PEQUIM (Reuters) – O presidente chinês, Xi Jinping, encontrou-se nesta sexta-feira com o líder da oposição de Taiwan, Cheng Li-wen, em Pequim, antes da visita do presidente dos Estados Unidos, Donald Trump, à China no próximo mês.
Cheng é a primeira presidente do Kuomintang a liderar a delegação do seu partido numa visita de uma semana ao continente chinês na última década.
O seu encontro com Xi está a ser observado de perto em todo o mundo, à medida que o líder chinês intensifica os esforços para reunificar Taiwan, uma prioridade militar e diplomática que ele tem perseguido desde que assumiu o poder em 2012 com a sua política de Uma Só China.
A China reivindica Taiwan como parte dela e promete reuni-la ao continente.
A China chama o Partido Democrático Progressista, no poder, de separatistas e apoia fortemente o KMT pró-Pequim, uma vez que defende laços mais estreitos com o continente.
O DPP opõe-se fortemente aos esforços da China para reunificar Taiwan com o continente e apoia a ilha separatista a manter a sua própria identidade.
Falando antes de partir para Pequim, Cheng classificou a visita como uma jornada de paz e disse que ambos os lados do Estreito de Taiwan deveriam tentar negociar e comunicar-se para resolver suas diferenças.
É inegável que o actual ambiente internacional é instável, espalhando conflitos e aumentando a ansiedade pública, disse ele.
O Estreito de Taiwan é há muito considerado um dos lugares mais perigosos, por isso devemos garantir que, se o Estreito estiver seguro, o mundo estará seguro”, disse ele.
A visita de Cheng é considerada significativa porque antecede a visita do presidente dos EUA, Donald Trump, a Pequim, nos dias 14 e 15 de maio, durante a qual se espera que Taiwan tenha um lugar de destaque nas suas conversações com Xi, considerando os planos de Washington para um pacote de vendas de armas de 11 mil milhões de dólares, o maior dos EUA para Taipei.
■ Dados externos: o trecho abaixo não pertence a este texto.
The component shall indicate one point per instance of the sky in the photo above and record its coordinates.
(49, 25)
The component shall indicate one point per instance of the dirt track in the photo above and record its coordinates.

O acordo inclui partes dos sistemas de foguetes HIMARS, mísseis antitanque, mísseis antiblindados, drones suicidas flutuantes, obuseiros, software militar e outros equipamentos.
A China disse que se opõe fortemente ao pacote de vendas de armas dos EUA.
Mas o governo de Taiwan teve dificuldades para aprovar o orçamento de defesa deste ano no parlamento para beneficiar do pacote dos EUA, uma vez que foi bloqueado pelo parlamento dominado pela oposição.
Na semana passada, uma delegação bipartidária dos EUA visitou Taipei para instar o parlamento a aprovar um orçamento especial para despesas de defesa de 40 mil milhões de dólares americanos.
Cheng disse anteriormente à mídia em Taipei que sua visita estava de acordo com a opinião pública dominante em Taiwan. “Temos uma escolha”, disse ele. “Para o bem de ambos os lados do Estreito de Taiwan, para a estabilidade regional e o bem-estar das gerações futuras, devemos escolher firmemente o caminho da paz.”
Ele disse que sua visita, assim como as visitas anteriores do ex-presidente do KMT Lin Chan e de Ma Ying-jeou ao continente, se baseia em seguir o mesmo princípio político do consenso de 1992, que expressa o princípio de Uma Só China e se opõe à “independência de Taiwan”.
Este artigo foi criado a partir de um feed automatizado de uma agência de notícias sem alterações no texto.